Rehoboth Beach had to upgrade its treatment plant to a tertiary treatment, which, according to the University of Delaware Water Resources Center, will remove 99.5 percent of phosphorous and nitrogen in the water. But there’s a fear that pharmaceuticals that tend to remain in wastewater after treatment will affect ocean health, Rosner said.

“The science of it is the chemicals of wastewater disposal is hydrophobic and lipophilic,” Rosner said. “They love the fat of dolphins, love the fat of fish. Hydrophobic – they don’t attach themselves to water molecules. They exist in microlayer of the ocean, they all go up to the top.”

“On a west wind in Rehoboth Beach – you’re basically swimming in pharmaceuticals,” Rosner said.

Gerald Kauffman, the director of UD’s Water Resources Center, says since Sussex County does not have any big pharma, there’s a low probability of pharmaceuticals getting into the wastestream.

“If it is getting in there, it’s because people are flushing it down their sinks and toilets,” Kauffman said.

While the ocean, he said, is expected to significantly dilute nitrates and phosphates with its quicker flushing times, it’s uncertain what will happen to pharmaceuticals.

“The monitoring will tell us,” Kauffman said.

Monitoring the ocean outfall:

Based on Rehoboth Beach’s permit, the city has to conduct frequent testing on its wastewater before sending it to the ocean, Mayor Kuhns said.

Once every five years, divers will go out to monitor the pipe.

The city is installing substantial generators at the plant to make sure if there is an outage or a mishap at the treatment plant, that they could quickly move from one system to another, Kuhns said.

Mayor Paul Kuhns: "We’re doing as much as we can to make it just water going out there."

As Kuhns said, there’s always concern related to what’s going through the city’s wastewater pipes.
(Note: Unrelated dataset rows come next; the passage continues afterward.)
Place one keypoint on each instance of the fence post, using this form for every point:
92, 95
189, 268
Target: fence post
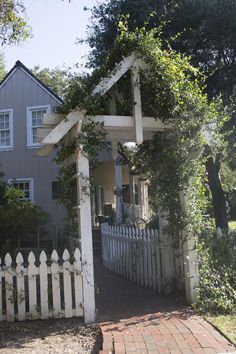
20, 271
9, 288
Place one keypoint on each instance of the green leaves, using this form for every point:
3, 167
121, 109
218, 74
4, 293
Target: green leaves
13, 26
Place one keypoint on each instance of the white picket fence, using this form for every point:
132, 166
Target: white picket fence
138, 255
52, 289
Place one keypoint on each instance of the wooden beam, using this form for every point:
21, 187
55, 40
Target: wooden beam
52, 118
107, 82
137, 106
114, 122
42, 133
64, 126
45, 150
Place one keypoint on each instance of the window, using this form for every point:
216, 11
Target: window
56, 190
6, 129
25, 185
34, 121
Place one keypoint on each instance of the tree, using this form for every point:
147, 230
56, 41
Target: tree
56, 79
202, 29
13, 26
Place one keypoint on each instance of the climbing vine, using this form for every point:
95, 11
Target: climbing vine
172, 91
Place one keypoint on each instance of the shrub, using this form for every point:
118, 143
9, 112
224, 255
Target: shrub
217, 274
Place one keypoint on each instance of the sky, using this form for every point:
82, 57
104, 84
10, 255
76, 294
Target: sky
56, 24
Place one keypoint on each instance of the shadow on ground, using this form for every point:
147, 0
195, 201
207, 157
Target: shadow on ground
118, 298
49, 336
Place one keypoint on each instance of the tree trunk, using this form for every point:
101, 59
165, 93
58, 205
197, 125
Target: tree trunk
218, 196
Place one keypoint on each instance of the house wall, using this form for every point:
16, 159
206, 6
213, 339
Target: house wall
18, 92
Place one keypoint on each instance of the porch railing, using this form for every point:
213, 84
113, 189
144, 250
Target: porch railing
138, 255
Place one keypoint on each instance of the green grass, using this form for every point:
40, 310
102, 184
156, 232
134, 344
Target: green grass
226, 324
232, 225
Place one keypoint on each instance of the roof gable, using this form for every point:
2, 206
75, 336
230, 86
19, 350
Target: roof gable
19, 65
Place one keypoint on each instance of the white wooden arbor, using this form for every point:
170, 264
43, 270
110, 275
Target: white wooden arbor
135, 128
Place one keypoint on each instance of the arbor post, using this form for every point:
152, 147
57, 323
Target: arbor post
85, 233
189, 259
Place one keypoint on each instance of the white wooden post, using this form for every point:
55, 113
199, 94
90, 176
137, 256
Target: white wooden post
131, 189
85, 232
56, 298
32, 271
67, 284
167, 254
190, 260
1, 276
9, 289
20, 271
118, 189
142, 198
137, 107
43, 275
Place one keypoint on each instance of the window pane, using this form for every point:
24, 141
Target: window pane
34, 135
23, 187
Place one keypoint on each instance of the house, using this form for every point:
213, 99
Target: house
134, 128
23, 101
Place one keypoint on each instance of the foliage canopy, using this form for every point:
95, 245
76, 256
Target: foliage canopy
13, 26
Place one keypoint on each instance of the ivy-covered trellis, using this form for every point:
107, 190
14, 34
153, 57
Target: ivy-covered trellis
155, 98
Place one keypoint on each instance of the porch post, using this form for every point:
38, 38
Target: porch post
85, 233
131, 189
118, 190
189, 260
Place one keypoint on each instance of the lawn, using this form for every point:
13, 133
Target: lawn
232, 225
226, 324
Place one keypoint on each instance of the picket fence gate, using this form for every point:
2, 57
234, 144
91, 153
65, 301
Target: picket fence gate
43, 291
138, 255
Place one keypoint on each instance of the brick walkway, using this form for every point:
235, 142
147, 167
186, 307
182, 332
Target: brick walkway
136, 320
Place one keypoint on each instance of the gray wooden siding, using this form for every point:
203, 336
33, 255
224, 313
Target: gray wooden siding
19, 92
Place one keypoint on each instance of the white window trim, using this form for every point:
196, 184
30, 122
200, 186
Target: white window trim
29, 124
11, 146
31, 184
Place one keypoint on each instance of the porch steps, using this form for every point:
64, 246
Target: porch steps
97, 242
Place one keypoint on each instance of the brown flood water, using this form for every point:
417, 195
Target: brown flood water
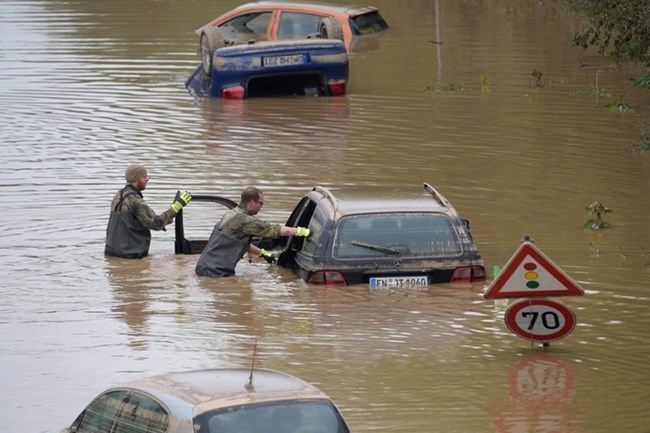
89, 86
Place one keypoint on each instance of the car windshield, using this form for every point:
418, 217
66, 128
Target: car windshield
246, 27
370, 22
404, 234
278, 417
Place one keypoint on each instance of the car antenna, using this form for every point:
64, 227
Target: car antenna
249, 385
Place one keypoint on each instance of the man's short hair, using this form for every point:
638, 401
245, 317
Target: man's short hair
249, 194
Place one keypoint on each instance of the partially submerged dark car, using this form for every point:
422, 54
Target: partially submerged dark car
390, 239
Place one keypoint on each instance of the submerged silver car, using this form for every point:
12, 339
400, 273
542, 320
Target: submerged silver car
212, 401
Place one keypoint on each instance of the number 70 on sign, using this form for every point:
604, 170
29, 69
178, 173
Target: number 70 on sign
540, 320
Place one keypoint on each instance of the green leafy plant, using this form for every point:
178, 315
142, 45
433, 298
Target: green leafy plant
620, 105
642, 81
486, 83
596, 220
537, 75
642, 144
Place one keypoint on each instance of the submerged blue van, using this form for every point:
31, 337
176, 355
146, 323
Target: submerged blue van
274, 68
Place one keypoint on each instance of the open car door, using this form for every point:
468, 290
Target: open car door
185, 245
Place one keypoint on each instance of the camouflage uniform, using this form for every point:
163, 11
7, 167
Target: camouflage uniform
230, 240
131, 220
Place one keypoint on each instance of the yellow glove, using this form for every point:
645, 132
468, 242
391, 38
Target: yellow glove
268, 256
181, 200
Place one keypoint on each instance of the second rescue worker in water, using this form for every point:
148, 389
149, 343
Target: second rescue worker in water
131, 220
231, 237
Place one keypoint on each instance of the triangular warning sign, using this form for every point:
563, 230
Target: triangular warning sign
530, 273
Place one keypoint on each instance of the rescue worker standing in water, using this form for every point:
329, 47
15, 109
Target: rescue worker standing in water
231, 237
131, 220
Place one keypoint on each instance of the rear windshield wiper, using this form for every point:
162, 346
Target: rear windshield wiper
375, 247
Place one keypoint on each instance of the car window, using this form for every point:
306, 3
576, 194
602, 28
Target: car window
246, 27
316, 230
141, 414
426, 234
101, 413
297, 25
370, 22
317, 416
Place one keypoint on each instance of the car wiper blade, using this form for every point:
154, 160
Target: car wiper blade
375, 247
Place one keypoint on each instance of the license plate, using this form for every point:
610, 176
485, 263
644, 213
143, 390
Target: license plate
409, 282
296, 59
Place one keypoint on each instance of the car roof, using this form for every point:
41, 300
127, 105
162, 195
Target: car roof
379, 199
218, 388
349, 10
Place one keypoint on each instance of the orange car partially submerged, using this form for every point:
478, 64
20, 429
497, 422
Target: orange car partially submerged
277, 20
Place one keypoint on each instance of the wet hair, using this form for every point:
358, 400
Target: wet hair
249, 194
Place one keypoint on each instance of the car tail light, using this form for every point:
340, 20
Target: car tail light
235, 92
330, 278
336, 87
468, 274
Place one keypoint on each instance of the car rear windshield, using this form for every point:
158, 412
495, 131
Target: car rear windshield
421, 235
276, 417
370, 22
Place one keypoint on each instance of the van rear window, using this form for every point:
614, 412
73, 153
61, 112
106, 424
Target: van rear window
406, 235
370, 22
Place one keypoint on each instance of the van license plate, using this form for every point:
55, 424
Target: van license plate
409, 282
297, 59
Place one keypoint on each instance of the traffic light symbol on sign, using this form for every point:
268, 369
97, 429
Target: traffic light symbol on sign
529, 273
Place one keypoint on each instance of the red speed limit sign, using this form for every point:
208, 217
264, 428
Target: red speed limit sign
540, 320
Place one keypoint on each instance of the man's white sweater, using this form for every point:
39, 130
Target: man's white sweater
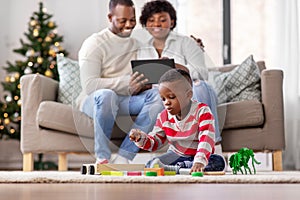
104, 61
But the city has been upgrading its wastewater treatment plant even since before the mandate to get out of the Lewes-Rehoboth Canal.
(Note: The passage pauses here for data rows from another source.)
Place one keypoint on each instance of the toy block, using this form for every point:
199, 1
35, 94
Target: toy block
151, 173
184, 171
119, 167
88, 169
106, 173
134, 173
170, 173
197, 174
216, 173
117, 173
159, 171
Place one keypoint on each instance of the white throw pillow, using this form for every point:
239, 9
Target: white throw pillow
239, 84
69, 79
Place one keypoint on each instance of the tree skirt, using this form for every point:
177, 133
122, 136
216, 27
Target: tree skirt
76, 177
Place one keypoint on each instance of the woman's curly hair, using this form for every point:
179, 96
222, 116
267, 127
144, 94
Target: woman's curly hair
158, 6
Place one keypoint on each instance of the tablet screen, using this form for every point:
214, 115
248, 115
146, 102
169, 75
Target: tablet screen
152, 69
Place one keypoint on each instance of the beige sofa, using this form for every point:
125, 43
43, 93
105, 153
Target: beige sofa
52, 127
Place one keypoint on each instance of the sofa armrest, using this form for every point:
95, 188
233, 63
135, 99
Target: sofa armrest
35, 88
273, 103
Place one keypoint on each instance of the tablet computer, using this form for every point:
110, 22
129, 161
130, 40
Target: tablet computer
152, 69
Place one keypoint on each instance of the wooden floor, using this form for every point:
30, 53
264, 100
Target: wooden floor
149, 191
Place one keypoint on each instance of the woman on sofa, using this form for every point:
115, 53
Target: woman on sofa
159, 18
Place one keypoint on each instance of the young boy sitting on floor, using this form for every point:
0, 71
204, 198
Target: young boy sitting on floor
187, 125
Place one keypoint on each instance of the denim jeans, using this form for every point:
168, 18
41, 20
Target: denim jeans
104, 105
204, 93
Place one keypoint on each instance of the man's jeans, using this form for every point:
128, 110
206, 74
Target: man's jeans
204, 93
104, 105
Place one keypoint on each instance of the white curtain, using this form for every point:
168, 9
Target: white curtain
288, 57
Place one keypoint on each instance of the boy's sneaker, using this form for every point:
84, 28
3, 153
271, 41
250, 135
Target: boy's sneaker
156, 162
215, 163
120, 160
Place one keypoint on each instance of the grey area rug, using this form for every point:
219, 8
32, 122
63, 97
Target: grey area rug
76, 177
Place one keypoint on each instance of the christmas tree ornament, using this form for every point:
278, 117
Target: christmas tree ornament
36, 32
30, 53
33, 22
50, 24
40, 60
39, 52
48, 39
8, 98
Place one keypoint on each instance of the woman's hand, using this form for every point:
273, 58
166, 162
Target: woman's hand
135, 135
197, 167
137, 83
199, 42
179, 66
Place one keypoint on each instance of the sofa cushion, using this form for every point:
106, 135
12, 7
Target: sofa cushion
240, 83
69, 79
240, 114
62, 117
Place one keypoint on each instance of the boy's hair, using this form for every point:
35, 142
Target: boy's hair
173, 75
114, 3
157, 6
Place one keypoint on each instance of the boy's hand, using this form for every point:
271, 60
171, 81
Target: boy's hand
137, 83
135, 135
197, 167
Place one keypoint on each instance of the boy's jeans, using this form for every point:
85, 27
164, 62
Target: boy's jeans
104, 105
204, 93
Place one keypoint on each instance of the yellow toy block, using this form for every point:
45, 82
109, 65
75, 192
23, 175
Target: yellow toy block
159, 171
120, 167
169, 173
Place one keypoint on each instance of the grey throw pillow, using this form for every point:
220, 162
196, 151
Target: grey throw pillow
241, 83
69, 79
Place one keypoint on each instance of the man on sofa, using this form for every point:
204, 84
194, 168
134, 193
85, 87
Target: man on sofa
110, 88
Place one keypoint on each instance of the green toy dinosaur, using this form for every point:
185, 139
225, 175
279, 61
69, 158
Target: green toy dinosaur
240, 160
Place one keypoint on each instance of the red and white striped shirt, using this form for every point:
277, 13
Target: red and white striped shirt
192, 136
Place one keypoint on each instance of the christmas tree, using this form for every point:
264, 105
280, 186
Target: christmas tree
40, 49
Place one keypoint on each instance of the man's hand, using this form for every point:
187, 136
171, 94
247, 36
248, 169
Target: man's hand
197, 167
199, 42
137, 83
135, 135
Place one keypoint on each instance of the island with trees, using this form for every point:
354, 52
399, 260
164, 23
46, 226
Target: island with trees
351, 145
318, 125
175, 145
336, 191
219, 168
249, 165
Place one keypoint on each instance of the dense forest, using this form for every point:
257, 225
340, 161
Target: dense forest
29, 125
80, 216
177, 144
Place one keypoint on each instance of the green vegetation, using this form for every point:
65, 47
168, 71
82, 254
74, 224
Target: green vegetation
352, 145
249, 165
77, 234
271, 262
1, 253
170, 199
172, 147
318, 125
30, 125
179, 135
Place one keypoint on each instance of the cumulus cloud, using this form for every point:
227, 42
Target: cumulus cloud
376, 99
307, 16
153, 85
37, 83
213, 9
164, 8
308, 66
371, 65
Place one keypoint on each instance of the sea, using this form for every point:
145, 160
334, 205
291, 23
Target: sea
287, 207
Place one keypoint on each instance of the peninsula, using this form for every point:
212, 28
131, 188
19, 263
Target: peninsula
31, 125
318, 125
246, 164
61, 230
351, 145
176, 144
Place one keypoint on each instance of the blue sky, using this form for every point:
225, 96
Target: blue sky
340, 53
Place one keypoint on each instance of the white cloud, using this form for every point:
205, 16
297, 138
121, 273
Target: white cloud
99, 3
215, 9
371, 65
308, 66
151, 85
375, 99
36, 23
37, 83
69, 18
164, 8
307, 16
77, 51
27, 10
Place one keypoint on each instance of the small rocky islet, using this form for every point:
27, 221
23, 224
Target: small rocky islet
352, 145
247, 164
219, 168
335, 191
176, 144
“We’re doing as much as we can to make it just water going out there,” Kuhns said.

Rosner and other members of the Delaware chapter of the Surfrider Foundation have pointed to recent studies on mussels in Puget Sound in Washington, where mussels tested positive for opioids.
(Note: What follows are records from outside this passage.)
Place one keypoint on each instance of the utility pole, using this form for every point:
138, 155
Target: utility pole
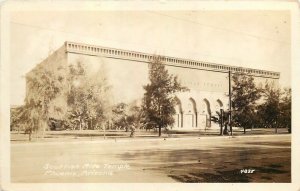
230, 124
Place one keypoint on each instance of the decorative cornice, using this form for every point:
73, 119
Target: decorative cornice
79, 48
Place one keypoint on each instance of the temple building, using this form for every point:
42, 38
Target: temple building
127, 72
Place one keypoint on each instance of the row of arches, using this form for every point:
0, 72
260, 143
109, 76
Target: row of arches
192, 114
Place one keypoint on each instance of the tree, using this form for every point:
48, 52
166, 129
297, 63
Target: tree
88, 97
244, 97
45, 83
285, 109
269, 110
159, 102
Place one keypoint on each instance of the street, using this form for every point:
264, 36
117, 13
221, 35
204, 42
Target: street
193, 159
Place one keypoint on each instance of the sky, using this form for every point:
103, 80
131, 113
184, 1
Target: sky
255, 39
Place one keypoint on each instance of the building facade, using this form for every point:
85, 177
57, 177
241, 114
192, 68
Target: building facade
127, 72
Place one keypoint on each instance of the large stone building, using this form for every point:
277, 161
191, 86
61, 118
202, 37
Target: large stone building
127, 72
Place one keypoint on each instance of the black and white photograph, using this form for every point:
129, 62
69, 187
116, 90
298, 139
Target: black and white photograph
100, 93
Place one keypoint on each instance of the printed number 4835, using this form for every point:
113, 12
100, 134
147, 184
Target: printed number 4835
247, 171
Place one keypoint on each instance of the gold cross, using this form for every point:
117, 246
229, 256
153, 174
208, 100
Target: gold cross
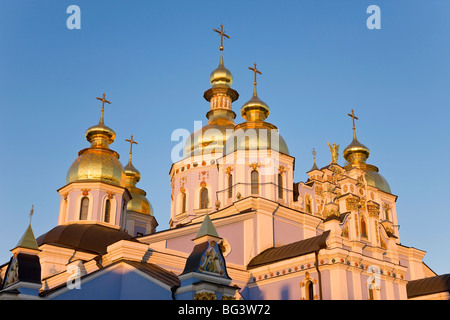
353, 118
256, 71
31, 212
103, 100
131, 141
222, 34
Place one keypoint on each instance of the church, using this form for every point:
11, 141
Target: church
241, 228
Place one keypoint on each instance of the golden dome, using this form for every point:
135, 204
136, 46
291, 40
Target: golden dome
356, 155
374, 179
255, 109
256, 139
138, 202
221, 75
98, 163
208, 140
356, 152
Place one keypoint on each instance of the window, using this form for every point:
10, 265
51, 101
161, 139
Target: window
107, 210
280, 186
230, 186
255, 182
183, 202
84, 208
308, 204
371, 294
363, 228
204, 201
309, 290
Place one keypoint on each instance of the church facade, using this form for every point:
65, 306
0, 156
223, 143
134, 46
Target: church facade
240, 228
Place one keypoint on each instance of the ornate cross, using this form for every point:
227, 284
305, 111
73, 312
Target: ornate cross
131, 141
222, 34
31, 212
103, 100
353, 119
255, 71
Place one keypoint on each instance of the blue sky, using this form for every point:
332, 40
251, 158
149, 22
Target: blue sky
153, 60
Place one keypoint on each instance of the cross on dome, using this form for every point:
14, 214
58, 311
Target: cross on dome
352, 115
222, 34
255, 71
131, 141
103, 100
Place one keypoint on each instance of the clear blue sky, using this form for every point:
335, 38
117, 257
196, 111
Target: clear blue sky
153, 60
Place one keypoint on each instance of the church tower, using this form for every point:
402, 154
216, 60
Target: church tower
194, 178
256, 158
95, 189
140, 218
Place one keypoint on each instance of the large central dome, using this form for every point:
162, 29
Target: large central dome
98, 163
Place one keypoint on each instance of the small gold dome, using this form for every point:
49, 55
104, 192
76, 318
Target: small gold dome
98, 163
221, 75
209, 139
255, 109
356, 152
258, 138
139, 202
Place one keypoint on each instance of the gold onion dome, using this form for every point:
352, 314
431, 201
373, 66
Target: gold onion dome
221, 75
138, 203
98, 162
211, 138
356, 155
255, 133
Puget Sound, however, has a lower flushing rate than the Atlantic, Kauffman said.

Sussex County has another ocean outfall:

Sussex County has one other ocean outfall that has been discharging treated wastewater from the South Coastal Regional Wastewater Facility near Bethany into the ocean since 1979.

Loran George, a district manager at the facility, says the outfall and the treatment plant have been in compliance at least since he’s been with the county since 1989.

He said they’ve had “minimal issues, minor issues,” along the way, but "nothing we couldn’t take care of.”

“Maybe a pump goes down, but most areas of the plant have two to three pumps in them,” he said.

On average, the South Coastal facility treats more than 2 million gallons of wastewater a day, before sending it to the Atlantic. It has a capacity of 7 million gallons. Rehoboth Beach can handle a capacity of about 7 million gallons of wastewater a day as well, but on average, treats about 1.5 million gallons a day.

Kuhns says he expects Rehoboth Beach to treat as much as 3-3.5 million gallons of wastewater a day during the busiest weekend – Fourth of July weekend, before sending it to the ocean.

Work that still needs to be done:

Though Rehoboth Beach is already sending treated wastewater from its wastewater treatment plant to the Atlantic Ocean about a mile offshore from the Deauville Beach parking area, it is still working with a contractor to pave the roads where they buried force main pipes to send the water to the ocean.

Kuhns said on Friday, June 1, that he expects that to take between 10 days to two-and-a-half weeks.

After that, the city will continue to make upgrades to its treatment plant, including the biosolids portion of the project.

Sussex County, a 42 percent partner on the project with the ability to become a 50 percent partner in a year, will help pay for the biosolids portion, according to both the city and county.